En effet, vous avez souvent fait des contributions politiques dans les journaux. Que recherchez-vous ?

L.S : Je suis un passionné de la vie, de la littérature et de la politique. J’ai été très tôt confronté à l’injustice. Je ressens toujours au plus profond de moi-même n'importe quelle injustice commise contre n'importe qui, où que ce soit chez nous ou ailleurs dans le monde. Je puis tout pardonner, excepté l'injustice. Je suis affamé de justice. Et donc, par mes écrits, je m’emploie à dénoncer et à combattre, de toute mon énergie, l’injustice et ses corollaires, notamment : la violence, l’ignorance, le mensonge et l’égoïsme. Mes contributions politiques, c’est justement pour combattre ces vices, surtout en ces temps-ci où la vérité est si souvent obscurcie et le mensonge établi. Vous savez, l’ignorance, c’est le fait de manquer de connaissances, parce qu’on n’est pas instruit, ou parce qu’on ne sait pas lire, ou parce qu’on refuse de lire. C’est par l’ignorance qu’on maintient un être humain en esclavage, c'est-à-dire sous la domination des autres. Parce que, en vérité, on ne peut manipuler, soumettre et dominer que des gens ignorants ; tout simplement parce que, l’individu ignorant est borné, il ou elle manque d’esprit critique et de discernement. De plus, c’est l’ignorance ou le manque d’instruction et d’éducation qui conduit, irrémédiablement, à l’égoïsme, au mensonge, à la violence dans nos milieux, dans nos communautés, dans nos pays. La violence, qu’elle soit physique ou verbale, est un dérèglement, c'est-à-dire un mal qui fait perdre, à tout individu, ses moyens de contrôle, la maîtrise de soi. De ce point de vue, vous constaterez par exemple que bon nombre des rebelles sont des analphabètes manipulés qui font un usage abusif ou un mauvais usage de leur force ou de leurs armes.  Mes contributions visent aussi à promouvoir les valeurs humaines. Mon rêve obsédant, c’est de vivre dans un monde où des individus ne se comportent pas comme des loups ou des ogres à visage humain.

 

 

Est-il important pour un intellectuel et surtout un écrivain de prendre part au débat politique ?

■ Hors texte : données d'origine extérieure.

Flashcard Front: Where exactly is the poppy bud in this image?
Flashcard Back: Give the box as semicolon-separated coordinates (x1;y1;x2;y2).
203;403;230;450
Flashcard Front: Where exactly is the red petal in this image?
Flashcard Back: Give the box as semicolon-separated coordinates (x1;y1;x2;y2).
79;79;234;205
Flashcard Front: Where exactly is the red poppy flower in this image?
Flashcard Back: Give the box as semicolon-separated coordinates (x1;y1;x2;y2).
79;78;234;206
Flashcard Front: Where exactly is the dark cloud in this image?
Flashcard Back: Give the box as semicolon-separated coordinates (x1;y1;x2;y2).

L S : Bien sûr que oui ! Le mot politique vient du Grec polis qui désigne la cité, c'est-à-dire l’espace où l’on vit (village, région, pays, état…) et l’ensemble des habitants de la cité (les citoyens). Et donc, la politique (politikè), c’est tout simplement la gestion des affaires de la cité, ou bien, la manière de répartir le pouvoir et les richesses entre les divers individus et groupes à l’intérieur de la cité. Au regard de ces définitions, l’intellectuel ou l’écrivain (homme ou femme) doit être impliqué dans le débat politique et dans la gestion des affaires de la cité. C’est un droit et un devoir.

 

Pensez-vous que les intellectuels ivoiriens jouent vraiment leur rôle… Je pense à la longue crise politique et militaire que nous traversons…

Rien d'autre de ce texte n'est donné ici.